Wood is light, easy to handle and assemble, and easy to cut. It is environmentally friendly, and the cost is competitive. It requires low energy to produce, and as it stores the greenhouse gas CO2, it mitigates the climate change.

Wood has disadvantages too. It rots when exposed to excessive wetting and drying and high humidity. It is not as strong as steel, concrete and some polymeric materials, it is not very fire-resistant, and it is not readily available everywhere.

Wood is currently used to mainly build houses and some special buildings, like the roof of the Richmond Olympic Oval in Vancouver that is designed on the “warm roof ” principle.

As mentioned above, wood can’t resist fire. Recently, the famous,beautiful, and historic Notre Dame Cathedral in Paris was almost destroyed by fire. Although it was mainly made from bricks and stones, which did not get hurt by fire, it was covered by a wood structure. Once the wood burned, the whole roof fell apart and was destroyed. So, fire resistance is an important property that we should consider in selecting materials for buildings.

To finish, I can say that there is nothing as the best or worst material. Any material that can perform as required is good. You may know that gold is very valuable and expensive, but you cannot build a house with gold, you cannot make a car with gold, or make an airplane with gold, because gold is not strong and stiff enough. Some materials are expensive because they are not readily available or cost a lot to produce. Costs constitute a very important criterion for selection of materials in construction, as we don’t want to pay more than we have to. Research currently focuses on making materials smart,stronger, cheaper, and more durable by using nanotechnology and biotechnology. Research is also going on to make materials reusable and environment friendly.
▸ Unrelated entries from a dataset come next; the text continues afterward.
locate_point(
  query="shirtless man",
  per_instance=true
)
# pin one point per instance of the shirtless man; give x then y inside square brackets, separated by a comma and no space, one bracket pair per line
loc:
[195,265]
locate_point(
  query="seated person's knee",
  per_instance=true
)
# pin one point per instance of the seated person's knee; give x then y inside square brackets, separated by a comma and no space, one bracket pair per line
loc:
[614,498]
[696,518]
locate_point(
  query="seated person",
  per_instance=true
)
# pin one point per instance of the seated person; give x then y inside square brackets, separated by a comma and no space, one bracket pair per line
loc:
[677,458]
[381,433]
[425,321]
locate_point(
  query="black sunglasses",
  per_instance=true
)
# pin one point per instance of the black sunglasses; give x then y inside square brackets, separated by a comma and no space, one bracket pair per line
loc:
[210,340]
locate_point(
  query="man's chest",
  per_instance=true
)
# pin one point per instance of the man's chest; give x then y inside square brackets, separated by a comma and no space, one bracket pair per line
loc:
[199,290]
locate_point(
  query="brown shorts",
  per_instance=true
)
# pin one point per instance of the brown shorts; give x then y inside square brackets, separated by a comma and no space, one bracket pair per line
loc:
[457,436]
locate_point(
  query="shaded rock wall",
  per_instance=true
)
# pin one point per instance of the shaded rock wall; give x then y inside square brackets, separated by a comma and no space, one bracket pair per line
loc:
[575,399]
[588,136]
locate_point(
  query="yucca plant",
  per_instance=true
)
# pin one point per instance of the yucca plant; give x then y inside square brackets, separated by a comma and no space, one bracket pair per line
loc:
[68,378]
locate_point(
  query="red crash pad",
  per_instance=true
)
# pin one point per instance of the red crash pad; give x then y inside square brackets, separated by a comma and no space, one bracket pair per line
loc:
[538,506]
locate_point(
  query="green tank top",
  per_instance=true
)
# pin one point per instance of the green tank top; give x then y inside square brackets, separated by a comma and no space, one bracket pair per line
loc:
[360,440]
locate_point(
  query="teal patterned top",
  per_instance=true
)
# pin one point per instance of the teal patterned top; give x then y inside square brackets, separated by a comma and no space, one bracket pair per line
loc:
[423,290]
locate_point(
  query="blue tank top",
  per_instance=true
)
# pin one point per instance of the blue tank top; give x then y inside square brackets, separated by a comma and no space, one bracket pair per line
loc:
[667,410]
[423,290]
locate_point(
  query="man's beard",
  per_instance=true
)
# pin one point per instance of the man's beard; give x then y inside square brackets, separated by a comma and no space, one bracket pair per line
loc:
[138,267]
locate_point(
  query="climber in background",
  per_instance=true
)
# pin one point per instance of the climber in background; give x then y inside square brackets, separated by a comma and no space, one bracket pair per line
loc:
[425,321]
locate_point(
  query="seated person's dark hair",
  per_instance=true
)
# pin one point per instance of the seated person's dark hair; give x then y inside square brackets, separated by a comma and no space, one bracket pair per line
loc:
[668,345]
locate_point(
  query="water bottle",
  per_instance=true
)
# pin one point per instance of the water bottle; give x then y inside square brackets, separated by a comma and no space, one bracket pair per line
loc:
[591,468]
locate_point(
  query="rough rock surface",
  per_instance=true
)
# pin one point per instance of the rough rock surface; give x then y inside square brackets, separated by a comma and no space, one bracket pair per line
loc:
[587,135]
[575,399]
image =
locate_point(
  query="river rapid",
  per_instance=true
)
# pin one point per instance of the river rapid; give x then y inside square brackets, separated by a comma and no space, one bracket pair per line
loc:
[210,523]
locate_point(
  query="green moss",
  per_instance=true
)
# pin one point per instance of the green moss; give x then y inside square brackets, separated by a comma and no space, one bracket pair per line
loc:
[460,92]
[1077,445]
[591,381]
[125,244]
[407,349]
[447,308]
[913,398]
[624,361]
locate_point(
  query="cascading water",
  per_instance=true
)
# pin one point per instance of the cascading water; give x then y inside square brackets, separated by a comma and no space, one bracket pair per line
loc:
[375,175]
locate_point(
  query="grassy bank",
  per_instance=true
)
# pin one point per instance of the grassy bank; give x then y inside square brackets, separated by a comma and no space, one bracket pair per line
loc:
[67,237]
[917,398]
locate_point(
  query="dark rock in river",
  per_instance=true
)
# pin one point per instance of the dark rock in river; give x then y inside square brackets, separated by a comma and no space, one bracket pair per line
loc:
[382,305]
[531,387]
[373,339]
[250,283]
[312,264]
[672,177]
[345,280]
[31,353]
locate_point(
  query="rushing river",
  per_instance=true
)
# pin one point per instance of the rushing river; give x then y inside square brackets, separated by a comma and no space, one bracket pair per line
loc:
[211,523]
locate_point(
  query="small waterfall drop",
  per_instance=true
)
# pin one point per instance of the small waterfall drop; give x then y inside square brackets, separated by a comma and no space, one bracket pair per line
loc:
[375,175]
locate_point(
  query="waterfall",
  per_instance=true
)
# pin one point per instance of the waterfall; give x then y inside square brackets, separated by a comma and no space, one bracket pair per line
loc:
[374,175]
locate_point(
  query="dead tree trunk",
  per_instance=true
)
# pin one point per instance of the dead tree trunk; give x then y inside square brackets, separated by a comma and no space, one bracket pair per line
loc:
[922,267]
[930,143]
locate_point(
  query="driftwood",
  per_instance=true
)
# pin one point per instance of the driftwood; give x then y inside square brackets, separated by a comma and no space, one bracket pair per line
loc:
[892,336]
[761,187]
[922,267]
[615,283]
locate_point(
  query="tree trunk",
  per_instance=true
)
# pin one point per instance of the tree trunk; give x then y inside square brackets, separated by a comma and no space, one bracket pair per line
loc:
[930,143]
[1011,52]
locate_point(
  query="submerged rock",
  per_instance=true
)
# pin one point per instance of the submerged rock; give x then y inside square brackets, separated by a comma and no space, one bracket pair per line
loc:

After we leave this world to you, please keep it in a good shape. We have not kept it in as good of a shape as you should. You should reuse and recycle materials because the world is a close-circuit system. You cannot bring materials from space into earth. Once you use something, it cannot be replenished. Practically, there is nothing you can replace on the earth by something from another planet. Everything is just from this planet. You cannot bring water or air from another planet. So, you need to reuse and recycle as nature does.You will never see nature throwing something away, and everything gets recycled. It’s a full cycle, always goes back and forth. We should learn from nature and that’s what we should strive to imitate, make all materials recyclable and make this world a good place for everyone to live in.